Blaise : On vient d’ailleurs (rires). Lan‑K et moi venons de métro­pole, et les Native Bros d’ici, mais ils ont voy­agé. Je suis orig­i­naire de la région parisi­enne, j’allais au Palace, au Priv­ilège… L’époque du garage !

Des jeunes pouss­es réu­nion­nais­es à nous conseiller ?

Blaise : Agrume. C’est plutôt deep-house.

Nayah : Pour l’instant, il com­pose dans sa cham­bre avec son Mac et ses écou­teurs de télé­phone. Pour­tant, ça sonne presque pro. Le jour où il aura son home-studio et un vrai envi­ron­nement de tra­vail, il va percer. À surveiller !

Vous pro­duisez aus­si ou c’est unique­ment du mix ?

Blaise : J’aimerais bien pro­duire. Mais je n’ai pas le temps, j’ai un tra­vail à côté. On est très peu à vivre de l’électro ici. A part Nayah (rires).

Nayah : Je com­mence tout juste à ren­tr­er dans mes frais ! C’est com­pliqué de trou­ver des spon­sors. A Mau­rice ou en métro­pole, des alcooliers se font de la pub avec des soirées élec­tro, mais ils sont beau­coup plus réti­cents à la Réu­nion, vu que, en dehors des free, c’est une scène encore verte.

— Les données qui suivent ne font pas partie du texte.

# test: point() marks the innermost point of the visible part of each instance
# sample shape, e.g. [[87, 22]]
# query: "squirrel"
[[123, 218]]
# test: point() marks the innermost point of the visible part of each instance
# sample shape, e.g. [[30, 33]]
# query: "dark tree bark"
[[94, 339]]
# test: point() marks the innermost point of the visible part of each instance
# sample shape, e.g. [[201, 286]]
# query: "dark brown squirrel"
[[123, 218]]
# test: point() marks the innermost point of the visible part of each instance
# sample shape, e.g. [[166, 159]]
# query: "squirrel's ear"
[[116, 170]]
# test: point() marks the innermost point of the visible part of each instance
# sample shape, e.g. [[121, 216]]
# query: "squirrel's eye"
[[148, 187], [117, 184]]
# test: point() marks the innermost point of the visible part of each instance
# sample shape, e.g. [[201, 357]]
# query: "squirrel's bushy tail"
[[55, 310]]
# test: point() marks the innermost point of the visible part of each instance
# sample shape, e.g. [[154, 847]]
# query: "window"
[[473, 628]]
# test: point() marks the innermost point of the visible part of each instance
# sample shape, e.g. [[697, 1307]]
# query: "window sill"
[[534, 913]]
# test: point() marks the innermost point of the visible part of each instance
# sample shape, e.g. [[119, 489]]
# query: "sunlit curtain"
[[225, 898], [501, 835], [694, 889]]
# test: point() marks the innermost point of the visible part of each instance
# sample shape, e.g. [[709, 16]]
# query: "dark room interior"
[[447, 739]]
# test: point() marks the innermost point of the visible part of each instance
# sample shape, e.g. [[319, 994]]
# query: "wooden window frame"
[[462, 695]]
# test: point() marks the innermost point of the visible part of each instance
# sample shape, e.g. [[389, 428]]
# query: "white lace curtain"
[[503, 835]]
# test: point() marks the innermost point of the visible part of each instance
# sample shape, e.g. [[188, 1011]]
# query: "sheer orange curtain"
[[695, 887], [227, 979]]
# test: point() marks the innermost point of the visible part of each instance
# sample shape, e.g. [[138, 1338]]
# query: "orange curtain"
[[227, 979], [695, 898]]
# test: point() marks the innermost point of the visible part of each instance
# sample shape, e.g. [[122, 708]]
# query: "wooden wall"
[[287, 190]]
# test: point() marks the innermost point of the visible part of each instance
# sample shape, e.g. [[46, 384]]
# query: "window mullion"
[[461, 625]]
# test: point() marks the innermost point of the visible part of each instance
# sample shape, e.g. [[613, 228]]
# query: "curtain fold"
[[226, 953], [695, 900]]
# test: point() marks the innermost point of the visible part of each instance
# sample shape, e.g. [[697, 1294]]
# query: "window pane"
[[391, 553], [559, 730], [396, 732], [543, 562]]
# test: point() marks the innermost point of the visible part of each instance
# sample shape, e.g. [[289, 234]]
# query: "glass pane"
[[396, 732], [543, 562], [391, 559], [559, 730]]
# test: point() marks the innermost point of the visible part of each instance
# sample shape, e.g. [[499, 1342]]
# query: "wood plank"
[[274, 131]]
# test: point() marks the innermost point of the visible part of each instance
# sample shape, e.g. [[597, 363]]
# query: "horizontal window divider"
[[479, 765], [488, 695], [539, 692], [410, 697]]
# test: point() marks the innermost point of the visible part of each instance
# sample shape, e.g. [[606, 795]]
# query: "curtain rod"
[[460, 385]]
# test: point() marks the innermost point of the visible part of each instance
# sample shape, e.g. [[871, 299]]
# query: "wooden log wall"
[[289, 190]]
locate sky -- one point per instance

Blaise : C’est la seule per­son­ne qui prend des risques à faire des soirées à la Réu­nion. Le col­lec­tif La Clan­des­tine en fait des sym­pas aus­si, tech­no et house, mais Nayah est le seul à ne pas tou­jours être au même endroit, à organ­is­er des choses un peu partout sur l’île. C’est d’autant plus dif­fi­cile qu’il n’y a pas beau­coup de lieux à inve­stir, à part peut-être les Pot’Irons à Saint-Denis. C’est la seule boite dans laque­lle je sors aujourd’hui, je bosse le lende­main mais j’y suis tous les jeud­is. C’est dom­mage qu’il n’y ait pas plus d’offre : je suis sûr qu’il y a un pub­lic à pren­dre en mon­tant un club spé­cial­isé, dif­férent de ce qu’il y a en général ici. On n’a pas de Rex à la Réunion !

Nayah : Je pense que ça va se dévelop­per. Il faut ! J’ai l’impression que tout est fait pour main­tenir les gens dans une cer­taine façon de penser… Et l’électro, ça ouvre les esprits. En tant que réu­nion­nais, la décou­verte du milieu élec­tron­ique m’a ouvert les yeux sur ce qu’il se passe en dehors de l’île. Les gens sont lobot­o­misés à coup de NRJ !

Vodooman : Les radios dis­ent pass­er de la tech­no… Sauf que c’est de l’eurodance, de la soupe en fait. Même la bonne musique locale est occultée par ces pro­duc­tions de daube, majori­taire­ment du mau­vais rag­ga dance­hall. Pour moi, faire de l’électro, c’est aus­si une résis­tance vis-à-vis de l’uniformisation qui est très présente ici.